Monitor the migration

Completed

One of the most important components of a VLDB migration is the monitoring, logging, and diagnostics that are configured during Development, Test and “dry run” migrations.

Deployment of the required monitoring and interpretation of the monitoring and diagnostic results after each test cycle is mandatory and essential for optimizing the migration and planning production cutover. The results gained in test migrations are also necessary to be able to judge whether the actual production migration is following the same patterns and timelines as the test migrations. Customers should request regular project review checkpoints with the SAP partner. Contact Microsoft for a list of consultants that have demonstrated the technical and organizational skills required for a successful project.

Without comprehensive monitoring and logging, it would be almost impossible to achieve safe, repeatable, consistent, and low downtime migrations with a guarantee of no data loss. If problems such as long runtimes of some packages were to occur, it's almost impossible for Microsoft and/or SAP to assist with spot consulting without monitoring data and migration design documentation.

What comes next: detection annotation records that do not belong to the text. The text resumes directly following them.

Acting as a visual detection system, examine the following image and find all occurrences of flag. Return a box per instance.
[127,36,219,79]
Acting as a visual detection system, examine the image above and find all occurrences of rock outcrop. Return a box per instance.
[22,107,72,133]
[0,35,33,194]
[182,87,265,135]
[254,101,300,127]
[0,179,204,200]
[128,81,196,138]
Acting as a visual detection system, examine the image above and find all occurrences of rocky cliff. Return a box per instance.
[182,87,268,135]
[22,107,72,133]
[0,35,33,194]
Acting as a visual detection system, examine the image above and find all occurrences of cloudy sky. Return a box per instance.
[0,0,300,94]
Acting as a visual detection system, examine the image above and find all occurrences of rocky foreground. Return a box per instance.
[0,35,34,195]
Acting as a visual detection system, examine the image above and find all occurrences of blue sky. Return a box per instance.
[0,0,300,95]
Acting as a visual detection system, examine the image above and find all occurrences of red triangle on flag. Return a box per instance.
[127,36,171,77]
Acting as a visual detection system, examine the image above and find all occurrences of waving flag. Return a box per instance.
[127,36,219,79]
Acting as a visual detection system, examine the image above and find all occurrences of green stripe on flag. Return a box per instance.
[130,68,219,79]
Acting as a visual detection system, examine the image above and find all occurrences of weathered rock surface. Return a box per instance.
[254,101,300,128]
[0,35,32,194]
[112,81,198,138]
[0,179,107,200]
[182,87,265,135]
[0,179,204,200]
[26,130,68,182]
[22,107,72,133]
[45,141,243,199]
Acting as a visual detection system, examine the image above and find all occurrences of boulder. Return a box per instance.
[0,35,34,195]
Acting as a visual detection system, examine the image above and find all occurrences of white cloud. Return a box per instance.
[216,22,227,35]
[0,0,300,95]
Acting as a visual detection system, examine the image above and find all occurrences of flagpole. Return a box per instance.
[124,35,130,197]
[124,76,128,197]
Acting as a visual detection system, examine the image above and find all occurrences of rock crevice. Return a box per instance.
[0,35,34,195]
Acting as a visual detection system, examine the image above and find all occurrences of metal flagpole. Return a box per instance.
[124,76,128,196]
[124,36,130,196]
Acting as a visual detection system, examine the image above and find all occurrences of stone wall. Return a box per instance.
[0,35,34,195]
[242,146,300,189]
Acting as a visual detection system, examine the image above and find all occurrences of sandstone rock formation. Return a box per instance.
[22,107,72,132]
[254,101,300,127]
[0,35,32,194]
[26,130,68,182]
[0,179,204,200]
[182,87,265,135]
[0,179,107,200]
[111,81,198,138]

During the runtime of an OS/DB migration, monitor the following items:

  • OS level parameters on DB and R3load hosts: CPU per thread, Kernel time per thread, Free Memory (GB), Page in/sec, Page out/sec, Disk IO reads/sec, Disk IO write/sec, Disk read KB/sec, Disk write KB/sec
  • DB level parameters on SQL Server target: BCP rows/sec, BCP KB/sec, Transaction Log %, Memory Grants, Memory Grants pending, Locks, Lock memory, locking/blocking
  • Network monitoring: This is normally handled by the network team. Exact configuration of network monitoring depends on the customer-specific situation.

During the runtime of the DB import, it's recommended to execute the following SQL statement every few minutes and document anything abnormal (such as high wait times).

select session_id, request_id,start_time, status, command, wait_type, wait_resource, wait_time, last_wait_type, blocking_session_id from sys.dm_exec_requests
where session_id >49 orderby wait_time desc;

During all migration test cycles, a “Flight Plan” showing the number of packages exported and imported (y-axis) should be plotted against time (x-axis). The purpose of this graph is to establish an expected rate of progress during the final production migration cutover. Deviation (either positive or negative) from the expected “Flight Plan” during test or the final production migration is easily detected using this method. Other parameters such as CPU, disk and R3load rows/sec can be overlaid on top of the “Flight Plan”.

Screenshot of example Flight Plan graph showing packages imported and exported during a test migration.

At the conclusion of the export and import, the migration time reports must be collected (export_time.html and import_time.html).